GS is required for the adaptation-induced growth fitness of PDA cells under nutrient deprivation. (A) Proliferation curves of adapted SUIT-2 clonal cells transfected with Dox-inducible shScrambled control or shGS hairpins 1 and 2, grown in L-L medium for 7 d in the absence or presence of 1 μg ml⁻¹ Dox (n = 8). (B) Percent cell death in cells described in A (n = 8) that were grown in L-L medium for 7 d. (C) Colony formation assay for cells in A that were grown for 10 d, under L-L conditions (n = 6). (D) Weights of orthotopic xenograft PDA tumors derived from SUIT-2 adapted cells (C4) stably expressing Dox-inducible hairpins described in A that were injected (750 × 10³ cells) into the pancreas of 4- to 6-wk-old Rag1^−/− mice. Dox was supplemented in the drinking water (2 mg ml⁻¹) 5 d postinjection of cells, and tumors were harvested 33 d later (n = 5 shScr −Dox; n = 7 shScr +Dox; n = 8 shGS#1; n = 7 shGS#2).

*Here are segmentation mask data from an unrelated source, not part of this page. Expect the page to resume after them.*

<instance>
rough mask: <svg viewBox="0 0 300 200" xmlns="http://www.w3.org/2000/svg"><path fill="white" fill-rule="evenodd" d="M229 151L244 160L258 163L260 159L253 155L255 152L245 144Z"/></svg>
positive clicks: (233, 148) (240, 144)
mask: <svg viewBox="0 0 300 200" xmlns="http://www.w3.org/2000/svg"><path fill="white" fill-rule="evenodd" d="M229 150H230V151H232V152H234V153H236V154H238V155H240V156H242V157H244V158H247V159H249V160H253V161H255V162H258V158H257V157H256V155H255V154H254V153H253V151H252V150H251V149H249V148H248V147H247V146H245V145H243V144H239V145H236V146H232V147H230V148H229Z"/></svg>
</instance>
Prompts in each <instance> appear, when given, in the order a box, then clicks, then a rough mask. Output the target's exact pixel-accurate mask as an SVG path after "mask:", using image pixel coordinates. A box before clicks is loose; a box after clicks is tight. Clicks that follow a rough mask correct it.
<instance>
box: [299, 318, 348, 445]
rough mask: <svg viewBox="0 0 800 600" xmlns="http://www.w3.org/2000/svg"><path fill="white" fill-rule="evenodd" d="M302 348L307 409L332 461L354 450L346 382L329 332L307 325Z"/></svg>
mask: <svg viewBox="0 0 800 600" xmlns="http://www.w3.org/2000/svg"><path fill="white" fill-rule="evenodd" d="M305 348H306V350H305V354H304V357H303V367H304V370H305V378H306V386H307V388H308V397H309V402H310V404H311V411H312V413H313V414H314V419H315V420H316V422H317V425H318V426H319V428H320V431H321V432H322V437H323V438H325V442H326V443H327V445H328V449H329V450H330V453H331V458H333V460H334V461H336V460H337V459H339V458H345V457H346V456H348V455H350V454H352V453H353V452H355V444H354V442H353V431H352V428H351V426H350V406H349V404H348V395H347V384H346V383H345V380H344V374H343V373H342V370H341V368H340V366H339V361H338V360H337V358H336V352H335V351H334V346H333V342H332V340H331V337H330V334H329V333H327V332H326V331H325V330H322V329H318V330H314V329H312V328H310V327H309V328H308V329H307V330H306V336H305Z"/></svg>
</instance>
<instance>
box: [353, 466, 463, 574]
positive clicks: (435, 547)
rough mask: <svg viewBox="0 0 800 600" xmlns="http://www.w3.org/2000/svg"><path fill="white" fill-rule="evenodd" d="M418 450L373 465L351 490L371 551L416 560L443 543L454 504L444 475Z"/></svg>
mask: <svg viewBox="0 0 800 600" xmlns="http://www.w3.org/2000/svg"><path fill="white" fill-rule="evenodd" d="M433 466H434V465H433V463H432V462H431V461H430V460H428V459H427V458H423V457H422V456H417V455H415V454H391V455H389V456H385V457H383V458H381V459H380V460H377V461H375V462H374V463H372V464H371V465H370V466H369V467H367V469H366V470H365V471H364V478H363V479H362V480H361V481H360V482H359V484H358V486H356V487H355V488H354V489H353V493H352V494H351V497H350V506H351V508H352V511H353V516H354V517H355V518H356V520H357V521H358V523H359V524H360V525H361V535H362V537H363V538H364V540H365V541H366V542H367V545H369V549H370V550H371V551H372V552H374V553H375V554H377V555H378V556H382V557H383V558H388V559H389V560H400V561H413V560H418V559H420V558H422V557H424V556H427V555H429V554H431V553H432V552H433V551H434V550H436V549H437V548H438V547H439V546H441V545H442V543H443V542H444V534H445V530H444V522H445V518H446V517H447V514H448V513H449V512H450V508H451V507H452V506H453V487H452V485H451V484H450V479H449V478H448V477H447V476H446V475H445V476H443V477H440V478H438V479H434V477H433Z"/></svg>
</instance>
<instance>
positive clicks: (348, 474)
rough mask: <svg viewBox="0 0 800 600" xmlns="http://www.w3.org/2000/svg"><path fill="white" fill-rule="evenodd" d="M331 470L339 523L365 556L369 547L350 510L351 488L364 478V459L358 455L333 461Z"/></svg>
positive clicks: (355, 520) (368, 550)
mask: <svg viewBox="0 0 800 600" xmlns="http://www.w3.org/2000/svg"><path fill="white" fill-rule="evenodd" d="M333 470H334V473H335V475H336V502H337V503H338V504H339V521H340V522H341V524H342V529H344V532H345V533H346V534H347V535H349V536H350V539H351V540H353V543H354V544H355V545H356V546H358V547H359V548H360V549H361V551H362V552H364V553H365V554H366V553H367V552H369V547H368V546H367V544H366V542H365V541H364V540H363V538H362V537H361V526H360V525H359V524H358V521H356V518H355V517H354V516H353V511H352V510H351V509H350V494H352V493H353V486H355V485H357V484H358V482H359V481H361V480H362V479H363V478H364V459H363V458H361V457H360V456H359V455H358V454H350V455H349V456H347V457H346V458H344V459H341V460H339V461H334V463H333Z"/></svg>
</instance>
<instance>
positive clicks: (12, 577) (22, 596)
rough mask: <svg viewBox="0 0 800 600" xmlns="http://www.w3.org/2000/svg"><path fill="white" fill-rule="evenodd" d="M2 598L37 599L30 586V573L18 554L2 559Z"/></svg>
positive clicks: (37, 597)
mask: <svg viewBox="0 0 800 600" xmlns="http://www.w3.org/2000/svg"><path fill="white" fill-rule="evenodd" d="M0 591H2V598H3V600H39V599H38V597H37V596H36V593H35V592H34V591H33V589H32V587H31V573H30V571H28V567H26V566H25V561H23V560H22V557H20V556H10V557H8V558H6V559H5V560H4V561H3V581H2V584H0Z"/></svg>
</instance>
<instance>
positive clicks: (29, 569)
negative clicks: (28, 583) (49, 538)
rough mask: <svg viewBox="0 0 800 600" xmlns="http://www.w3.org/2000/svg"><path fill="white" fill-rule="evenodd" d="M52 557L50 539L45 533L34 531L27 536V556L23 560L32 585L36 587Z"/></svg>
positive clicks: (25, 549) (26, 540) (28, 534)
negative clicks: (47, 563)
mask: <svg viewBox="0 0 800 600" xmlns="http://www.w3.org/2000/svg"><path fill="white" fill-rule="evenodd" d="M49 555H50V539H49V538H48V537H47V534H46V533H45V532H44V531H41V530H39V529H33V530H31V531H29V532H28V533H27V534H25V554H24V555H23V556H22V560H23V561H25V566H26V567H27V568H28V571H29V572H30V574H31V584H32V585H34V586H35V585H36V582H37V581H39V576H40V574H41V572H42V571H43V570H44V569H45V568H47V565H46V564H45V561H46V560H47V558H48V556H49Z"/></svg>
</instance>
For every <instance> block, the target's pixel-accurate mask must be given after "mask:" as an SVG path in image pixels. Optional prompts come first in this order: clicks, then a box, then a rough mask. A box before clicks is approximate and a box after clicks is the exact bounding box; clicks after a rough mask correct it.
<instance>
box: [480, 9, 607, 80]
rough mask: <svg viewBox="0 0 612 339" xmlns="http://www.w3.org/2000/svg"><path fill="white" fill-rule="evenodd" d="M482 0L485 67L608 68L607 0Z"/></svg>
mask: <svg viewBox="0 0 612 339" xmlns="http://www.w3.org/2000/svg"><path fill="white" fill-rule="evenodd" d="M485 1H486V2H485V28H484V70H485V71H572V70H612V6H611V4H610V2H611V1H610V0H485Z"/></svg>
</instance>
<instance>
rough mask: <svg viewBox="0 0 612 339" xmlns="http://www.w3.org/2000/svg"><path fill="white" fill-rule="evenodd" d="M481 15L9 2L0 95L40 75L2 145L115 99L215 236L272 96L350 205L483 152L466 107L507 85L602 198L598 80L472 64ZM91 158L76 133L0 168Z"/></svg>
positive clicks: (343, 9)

Data represent the mean ± SEM in A and mean ± SD in B–D. *P < 0.05; **P < 0.01; ****P < 0.0001, two-way ANOVA followed by a Tukey test. (E) Immunoblots of GS in cells used for xenografts in D showing decreased protein levels, 48 h following treatment with Dox (1 μg ml⁻¹) for inducible knockdown. β-Actin was used as loading control. (F) Model illustrating a role for GS stabilization in PDA cell adaptation to nutrient deprivation, which leads to enhanced growth fitness. The sketch was created using Biorender.com.